The United Nations said Tuesday that hundreds of Iraqi Sunni Arabs are stuck in no-man's land between Kurdish and Islamic State positions near Sinjar, Iraq.
Speaking in Geneva, Rupert Colville, a spokesman for the U.N. High Commissioner for Human Rights, said the U.N. was "increasingly concerned" about the group of 559 people, who have lacked access to food and drinking water since Feb. 4.
Two children and two women have died due to cold weather, Colville said, and officials believe the displaced party has endured shelling by IS forces on at least three occasions.
Iraqi Kurdish forces known as Peshmerga recaptured Sinjar from IS militants last November with help from U.S.-led coalition airstrikes.
In December 2014, the Peshmerga managed to break an IS siege in the Sinjar Mountains, where tens of thousands of Yazidi Kurds became encircled after fleeing the rapid advance of IS forces that had spilled over from Syria the prior June.
The United States led an international air campaign to deliver aid to the besieged Yazidis, thousands of whom were killed or sold as sex slaves after IS seized Sinjar in August 2014.
The same month, U.S. warplanes began conducting airstrikes against IS positions.

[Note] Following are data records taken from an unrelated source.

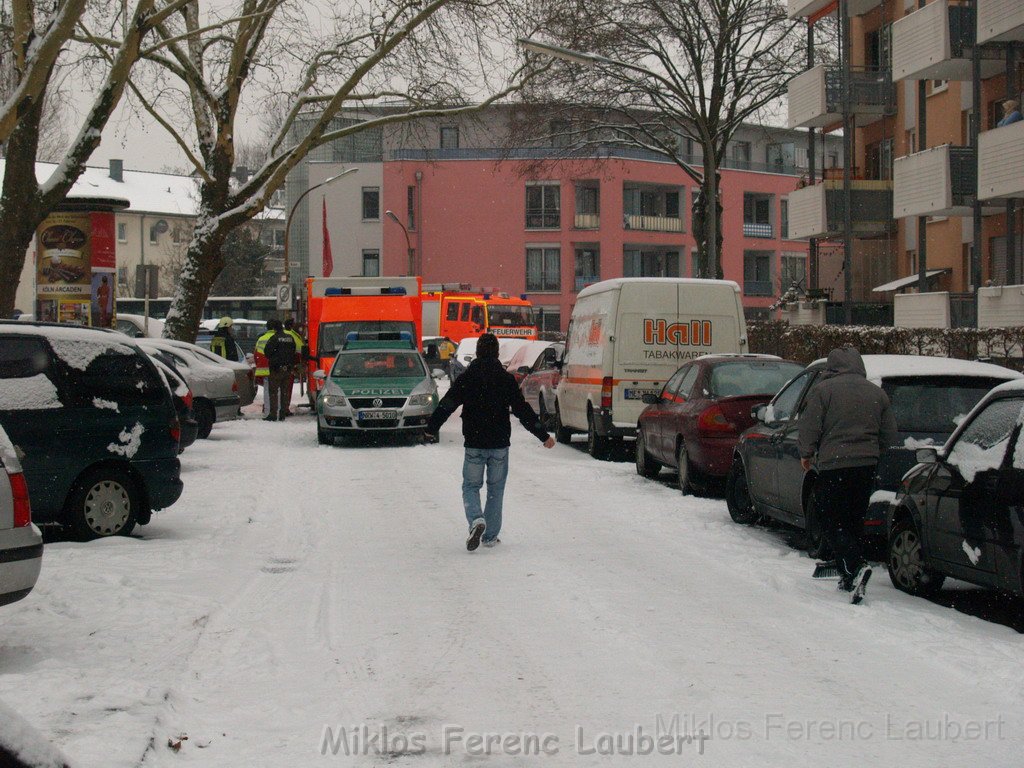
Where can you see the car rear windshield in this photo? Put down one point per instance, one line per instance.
(332, 335)
(751, 377)
(378, 365)
(510, 315)
(934, 403)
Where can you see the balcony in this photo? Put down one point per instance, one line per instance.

However, human rights groups accuse the Kurds of displacing Sunni Arabs and demolishing their homes in northern Iraq.
"Kurdish forces for months barred Arabs displaced by fighting from returning to their homes in portions of Nineveh and Erbil provinces, while permitting Kurds to return to those areas and even to move into homes of Arabs who fled," Human Rights Watch said in a report last year.
Amnesty International released a similar report in January saying officials with the Kurdistan Regional Government "have tended to justify the displacement of Arab communities on grounds of security, [and] it appears to be used to punish them for their perceived sympathies with so-called Islamic State."
The report added the Kurds were attempting to "consolidate territorial gains and establish control over 'disputed areas' of the country, which the KRG authorities have long claimed should be part of the semi-autonomous Kurdistan Region of Iraq."
Colville urged the KRG "to act as quickly as possible to ensure the safety, protection and access to basic humanitarian assistance" for the group near Sinjar.
"If the Kurdish authorities have security concerns about this particular group," Colville said, "they should vet people on an individual basis in a safe location, in full transparency and in accordance with the law."